Our research supports the ideas behind interventions that focus on training teachers how to support the emotional needs and educational aspirations of adolescents (Fall and Roberts 2012; Zaff et al. 2017). In addition, we need interventions aimed at impacting how the students are interacting with each other (Feinberg et al. 2007; Sancassiani et al. 2015). Of all the investigated predictive factors in our study, we found that loneliness both had the strongest correlation and explained most of the variance in the regression model. This effect was even strengthened from 2015 to 2017. Loneliness has been proved to be an important explanation for the students’ intention to leave upper secondary school in other studies (Frostad et al. 2015; Mjaavatn and Frostad 2014), and the validity of this finding is thus strengthened. Fortunately, more attention has been paid to social relationships between students in school, and the effects of socio-emotional learning in schools shows promising results (Durlak et al. 2011; Taylor et al. 2017). Several intervention programmes are now being tested in Norway (Andersen 2016; Holen et al. 2012). The results from the project reported in this article indicates that this is an important focus area in efforts to reduce dropout from upper secondary school.

6 Conclusion

This longitudinal study has illuminated the relative impact of individual and institutional factors on the students’ decision to leave school. The sample was comprised of 1695 students from upper secondary school in the county of Trøndelag in Norway. Our findings from the descriptive analysis, correlations and hierarchical regression shows that the students’ grades from elementary school, parental and teacher support, school engagement and coping competence in upper secondary school are important explanatory factors leading to dropout.
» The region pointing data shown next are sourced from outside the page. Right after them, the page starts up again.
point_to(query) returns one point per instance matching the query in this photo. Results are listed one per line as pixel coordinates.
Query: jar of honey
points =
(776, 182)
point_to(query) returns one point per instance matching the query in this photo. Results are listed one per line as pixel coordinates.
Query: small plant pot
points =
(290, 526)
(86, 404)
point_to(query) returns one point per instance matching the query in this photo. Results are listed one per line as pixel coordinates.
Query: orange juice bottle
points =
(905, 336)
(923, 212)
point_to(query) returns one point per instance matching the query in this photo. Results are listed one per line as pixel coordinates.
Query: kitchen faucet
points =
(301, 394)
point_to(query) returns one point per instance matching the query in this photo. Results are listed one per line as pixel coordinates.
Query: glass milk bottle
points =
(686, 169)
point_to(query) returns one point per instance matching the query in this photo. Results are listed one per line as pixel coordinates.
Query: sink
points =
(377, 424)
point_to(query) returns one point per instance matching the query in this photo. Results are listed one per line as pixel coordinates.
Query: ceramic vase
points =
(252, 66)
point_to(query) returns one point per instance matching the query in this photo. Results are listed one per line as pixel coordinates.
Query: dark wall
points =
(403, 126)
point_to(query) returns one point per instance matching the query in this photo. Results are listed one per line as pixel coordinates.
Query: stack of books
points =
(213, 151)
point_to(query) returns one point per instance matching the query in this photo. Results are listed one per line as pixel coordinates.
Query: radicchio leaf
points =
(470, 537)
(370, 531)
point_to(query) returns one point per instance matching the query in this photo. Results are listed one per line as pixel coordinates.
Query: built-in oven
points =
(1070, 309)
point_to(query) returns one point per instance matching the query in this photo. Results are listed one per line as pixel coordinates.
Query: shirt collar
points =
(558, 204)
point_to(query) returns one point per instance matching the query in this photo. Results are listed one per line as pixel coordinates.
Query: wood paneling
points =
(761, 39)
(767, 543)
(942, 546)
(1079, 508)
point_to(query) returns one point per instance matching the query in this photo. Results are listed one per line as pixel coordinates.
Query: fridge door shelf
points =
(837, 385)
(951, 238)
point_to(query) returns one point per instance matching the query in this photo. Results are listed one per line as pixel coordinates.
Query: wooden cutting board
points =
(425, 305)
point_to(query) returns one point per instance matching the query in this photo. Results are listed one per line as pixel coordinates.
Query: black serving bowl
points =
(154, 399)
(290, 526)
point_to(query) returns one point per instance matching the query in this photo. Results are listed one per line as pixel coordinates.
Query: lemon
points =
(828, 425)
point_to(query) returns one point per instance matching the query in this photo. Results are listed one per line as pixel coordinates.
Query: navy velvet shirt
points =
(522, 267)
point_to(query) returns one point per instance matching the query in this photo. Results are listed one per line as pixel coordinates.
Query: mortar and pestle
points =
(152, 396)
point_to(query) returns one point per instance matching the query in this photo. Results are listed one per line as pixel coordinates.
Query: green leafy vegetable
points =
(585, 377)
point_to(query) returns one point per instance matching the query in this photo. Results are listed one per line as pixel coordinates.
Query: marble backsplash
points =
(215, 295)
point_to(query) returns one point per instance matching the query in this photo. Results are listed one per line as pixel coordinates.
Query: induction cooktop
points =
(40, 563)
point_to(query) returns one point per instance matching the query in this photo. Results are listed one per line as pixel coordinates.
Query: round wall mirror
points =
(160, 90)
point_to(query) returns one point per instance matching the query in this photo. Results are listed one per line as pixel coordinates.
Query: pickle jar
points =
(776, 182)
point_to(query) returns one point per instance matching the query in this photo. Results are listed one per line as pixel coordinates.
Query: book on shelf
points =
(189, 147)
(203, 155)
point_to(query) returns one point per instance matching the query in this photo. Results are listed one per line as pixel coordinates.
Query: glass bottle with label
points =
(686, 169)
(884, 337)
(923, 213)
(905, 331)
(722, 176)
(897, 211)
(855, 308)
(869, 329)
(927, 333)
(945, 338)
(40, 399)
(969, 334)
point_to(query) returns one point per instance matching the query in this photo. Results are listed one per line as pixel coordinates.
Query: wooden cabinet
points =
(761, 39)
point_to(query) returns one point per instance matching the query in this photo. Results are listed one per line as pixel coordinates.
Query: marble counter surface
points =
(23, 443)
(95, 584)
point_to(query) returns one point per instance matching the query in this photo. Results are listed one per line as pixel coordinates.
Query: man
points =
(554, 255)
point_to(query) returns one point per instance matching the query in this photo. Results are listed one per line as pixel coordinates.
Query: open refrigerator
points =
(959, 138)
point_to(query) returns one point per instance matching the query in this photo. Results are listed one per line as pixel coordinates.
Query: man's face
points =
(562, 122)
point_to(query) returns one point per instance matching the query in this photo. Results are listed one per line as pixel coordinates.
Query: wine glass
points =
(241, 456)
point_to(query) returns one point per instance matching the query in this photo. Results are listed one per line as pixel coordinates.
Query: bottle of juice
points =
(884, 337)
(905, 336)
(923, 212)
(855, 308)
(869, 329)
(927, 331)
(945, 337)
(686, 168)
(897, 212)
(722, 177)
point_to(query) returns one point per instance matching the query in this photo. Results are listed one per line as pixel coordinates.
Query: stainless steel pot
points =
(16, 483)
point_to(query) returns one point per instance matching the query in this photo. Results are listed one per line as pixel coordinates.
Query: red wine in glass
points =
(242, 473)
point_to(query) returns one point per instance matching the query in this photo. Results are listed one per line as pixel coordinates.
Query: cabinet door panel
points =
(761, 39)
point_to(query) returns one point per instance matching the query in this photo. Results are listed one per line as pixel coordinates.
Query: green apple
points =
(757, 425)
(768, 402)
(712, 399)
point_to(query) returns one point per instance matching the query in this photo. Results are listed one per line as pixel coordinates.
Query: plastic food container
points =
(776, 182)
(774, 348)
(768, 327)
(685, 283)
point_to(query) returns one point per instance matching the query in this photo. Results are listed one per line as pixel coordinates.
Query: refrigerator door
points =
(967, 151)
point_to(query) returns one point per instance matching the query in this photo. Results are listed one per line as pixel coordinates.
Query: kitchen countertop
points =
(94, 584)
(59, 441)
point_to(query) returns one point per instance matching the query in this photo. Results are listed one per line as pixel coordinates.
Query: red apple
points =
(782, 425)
Loneliness at secondary school seems to be the most important predictive factor in relation to the students’ thoughts about leaving. This suggest that we need to scrutinize the social dimensions surrounding the dropout-process more in depth to improve prevention efforts in the future. Teachers, counsellors and the school as a whole should increase their efforts to facilitate the development of support and relationships between peers as this seems to be both a decisive protective factor and risk factor when it comes to prevent dropout.